Question

This question is about vararg functions, and the last named parameter of them, before the ellipsis:

void f(Type paramN, ...) {
  va_list ap;
  va_start(ap, paramN);
  va_end(ap);
}

I was reading in the C Standard, and found the following restriction for the va_start macro:

The parameter parmN is the identifier of the rightmost parameter in the variable parameter list in the function definition (the one just before the , ...). If the parameter parmN is declared with the register storage class, with a function or array type, or with a type that is not compatible with the type that results after application of the default argument promotions, the behavior is undefined.

I wonder why the behavior is undefined for the following code

void f(int paramN[], ...) {
  va_list ap;
  va_start(ap, paramN);
  va_end(ap);
}

and not undefined for the following

void f(int *paramN, ...) {
  va_list ap;
  va_start(ap, paramN);
  va_end(ap);
}

The macros are intended to be implementable by pure C code. But pure C code cannot find out whether or not paramN was declared as an array or as a pointer. In both cases, the type of the parameter is adjusted to be a pointer. The same is true for function type parameters.

I wonder: What is the rationale of this restriction? Do some compilers have problems with implementing this when these parameter adjustments are in place internally? (The same undefined behavior is stated for C++ - so my question is about C++ aswell).

Answer 1

I found another relevant quote, from Dinkumware.

The last parameter must not have register storage class, and it must have a type that is not changed by the translator. It cannot have:

* an array type
* a function type
* type float
* any integer type that changes when promoted
* a reference type [C++ only]

So apparently, the problem is precisely that the parameter gets passed in a way different from how it is declared. Interestingly enough, they also ban float and short, even though those should be supported by the standard.

As a hypothesis, it could be that some compilers have problems doing sizeof correctly on such parameters. E.g. it might be that, for

int f(int x[10])
{
        return sizeof(x);
}

some (buggy) compiler will return 10*sizeof(int), thus breaking the va_start implementation.

Answer 2

The restriction against register parameters or function parameters are probably something like:

• you are not allowed to take the address of a variable with the register storage class.
• function pointers are sometimes quite different than pointers to objects. For example, they might be larger than pointers to objects (you can't reliably convert a function pointer to an object pointer and back again), so adding some fixed number to the address of a function pointer might not get you to the next parameter. If va_start() and/or va_arg() were implemented by adding some fixed amount to the address of paramN and function pointers were larger than object pointers the calculation would end up with the wrong address for the object va_arg() returns.

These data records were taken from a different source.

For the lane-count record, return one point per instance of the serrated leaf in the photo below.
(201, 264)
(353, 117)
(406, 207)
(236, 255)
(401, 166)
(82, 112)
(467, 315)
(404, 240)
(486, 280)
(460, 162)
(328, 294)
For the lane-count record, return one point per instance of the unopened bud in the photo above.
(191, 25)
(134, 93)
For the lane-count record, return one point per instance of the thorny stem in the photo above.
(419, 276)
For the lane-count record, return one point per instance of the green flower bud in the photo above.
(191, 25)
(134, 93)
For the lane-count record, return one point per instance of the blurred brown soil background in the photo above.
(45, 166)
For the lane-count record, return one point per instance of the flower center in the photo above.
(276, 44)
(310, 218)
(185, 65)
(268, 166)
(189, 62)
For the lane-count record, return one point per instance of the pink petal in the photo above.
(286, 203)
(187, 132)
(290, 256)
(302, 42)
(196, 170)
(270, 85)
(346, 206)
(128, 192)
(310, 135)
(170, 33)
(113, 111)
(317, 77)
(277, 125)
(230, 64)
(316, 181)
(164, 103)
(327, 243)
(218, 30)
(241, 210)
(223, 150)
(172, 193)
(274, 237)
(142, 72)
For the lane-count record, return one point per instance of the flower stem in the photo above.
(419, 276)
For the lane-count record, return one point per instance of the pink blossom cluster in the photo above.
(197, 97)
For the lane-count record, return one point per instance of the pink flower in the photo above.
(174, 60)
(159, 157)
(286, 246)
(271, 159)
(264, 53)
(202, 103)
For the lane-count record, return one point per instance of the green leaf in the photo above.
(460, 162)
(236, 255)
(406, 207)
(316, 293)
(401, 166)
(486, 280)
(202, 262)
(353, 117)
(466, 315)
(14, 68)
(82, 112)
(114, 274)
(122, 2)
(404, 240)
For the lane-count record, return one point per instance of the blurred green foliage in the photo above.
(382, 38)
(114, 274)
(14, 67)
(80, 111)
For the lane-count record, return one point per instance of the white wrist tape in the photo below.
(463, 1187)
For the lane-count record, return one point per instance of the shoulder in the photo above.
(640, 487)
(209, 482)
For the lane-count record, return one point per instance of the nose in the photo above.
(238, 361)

This might not seem to be a great way to implement these macros, but there might be platforms that have (or even need) this type of implementation.

I can't think of what the problem would be to prevent allowing array parameters, but PJ Plauger says this in his book "The Standard C Library":

Some of the restrictions imposed on the macros defined in <stdarg.h> seem unnecessarily severe. For some implementations, they are. Each was introduced, however, to meet the needs of at least one serious C implementation.

And I imagine that there are few people who know more about the ins and outs of the C library than Plauger. I hope someone can answer this specific question with an actual example; I think it would be an interesting bit of trivia.

New info:

---

The "Rationale for International Standard - Programming Languages - C" says this about va_start():

The parmN argument to va_start was intended to be an aid to implementors writing the definition of a conforming va_start macro entirely in C, even using pre-C89 compilers (for example, by taking the address of the parameter). The restrictions on the declaration of the parmN parameter follow from the intent to allow this kind of implementation, as applying the & operator to a parameter name might not produce the intended result if the parameter’s declaration did not meet these restrictions.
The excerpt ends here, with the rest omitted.